The Most Damaging Words

To win any games in the Stanley Cup playoffs, a team has to overcome another team just as hungry if not hungrier than their own. So it's a particularly telling thing to get words from a GM, a leader of a team, that spell out medium strength goals.

Reporters like to ask loaded questions. The one to Peter Chiarelli couldn't have been more loaded than:

"How far do you think the Bruins have to go in the playoffs for this season to be deemed a success?"

Round 3, in a roundabout way, was his answer.

Round 3? Where does one come up with such a response?

All fans of conference finalists know that going out in Round 3 is just as painful (no, more painful) than going out in Round 1 or 2. Everyone knows that the other team in Round 3 won't have those meek ambitions, and will have a nice time disposing of the team that is roundly patting themselves on the back for their successful season.

In one sense, Peter Chiarelli undercut the ambition of the Boston Bruins, which like any playoff team before a game has been played should harbour only one ambition - to win and win and win again.

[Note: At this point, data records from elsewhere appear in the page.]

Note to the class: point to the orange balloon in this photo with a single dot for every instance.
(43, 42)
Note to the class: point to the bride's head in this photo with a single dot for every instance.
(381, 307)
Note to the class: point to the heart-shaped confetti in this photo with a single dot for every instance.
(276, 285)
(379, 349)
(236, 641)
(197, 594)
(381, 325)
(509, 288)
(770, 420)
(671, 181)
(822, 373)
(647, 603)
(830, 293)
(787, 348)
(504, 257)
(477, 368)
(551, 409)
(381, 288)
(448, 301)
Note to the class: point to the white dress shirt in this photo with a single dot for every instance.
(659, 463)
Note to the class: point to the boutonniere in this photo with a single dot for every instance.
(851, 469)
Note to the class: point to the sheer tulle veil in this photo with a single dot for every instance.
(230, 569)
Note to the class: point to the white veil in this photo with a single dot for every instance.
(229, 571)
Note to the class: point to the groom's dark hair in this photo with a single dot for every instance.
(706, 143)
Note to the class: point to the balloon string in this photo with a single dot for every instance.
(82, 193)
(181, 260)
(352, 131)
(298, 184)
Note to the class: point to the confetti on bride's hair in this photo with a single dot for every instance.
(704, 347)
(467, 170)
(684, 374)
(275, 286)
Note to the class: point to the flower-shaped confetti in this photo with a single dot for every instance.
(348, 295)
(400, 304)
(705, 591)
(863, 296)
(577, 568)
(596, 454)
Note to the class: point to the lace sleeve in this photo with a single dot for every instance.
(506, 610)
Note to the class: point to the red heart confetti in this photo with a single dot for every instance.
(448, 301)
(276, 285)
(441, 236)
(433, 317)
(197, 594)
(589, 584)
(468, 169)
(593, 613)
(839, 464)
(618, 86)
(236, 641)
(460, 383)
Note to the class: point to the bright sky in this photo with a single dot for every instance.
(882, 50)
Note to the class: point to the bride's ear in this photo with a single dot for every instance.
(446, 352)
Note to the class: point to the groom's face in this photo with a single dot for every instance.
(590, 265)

To the outsider, Peter Chiarelli also managed to look like a fool. His team may have won the Eastern Conference two years ago, but last season they narrowly made the playoffs and then had the worst collapse in modern history in the second round. IN other words, coming into the season, they were well in the pack. And then a season in a division with Ottawa and Toronto and a Conference with plenty of weak teams, they put up a respectable, but not terrifying 103 points. This put them 4th in the East (not in the top 2), and with a legitimate case that Tampa is better, they don't make all lists as favourites for progression.

So his comments also managed to overestimate his team and in so doing put undue pressure on the group. Yes it would be disappointing to lose to a lower seed, but it would not be a surprise - Montreal has won the season and ages-long series. The second round would likely present a sterner challenge.


Chiarelli made a right mess with his comments. The quote that was made from his response was quite possibly the worst thing that could be attributed to the leader of a team on the eve of a playoffs. Over-evaluation and too little ambition all at once.

I'm not sure that what we saw from the Bruins was a response to this, but as those words loom over a team exhibiting their classic tendencies already, it may only be a matter of time anyway.

All successful playoff teams hope to get inside their opponents heads early, the head of the opposition coach to instill fear and doubt. Carey Price and Tomas Plekanec owe Peter Chiarelli a big thank you for starting that part of their task early.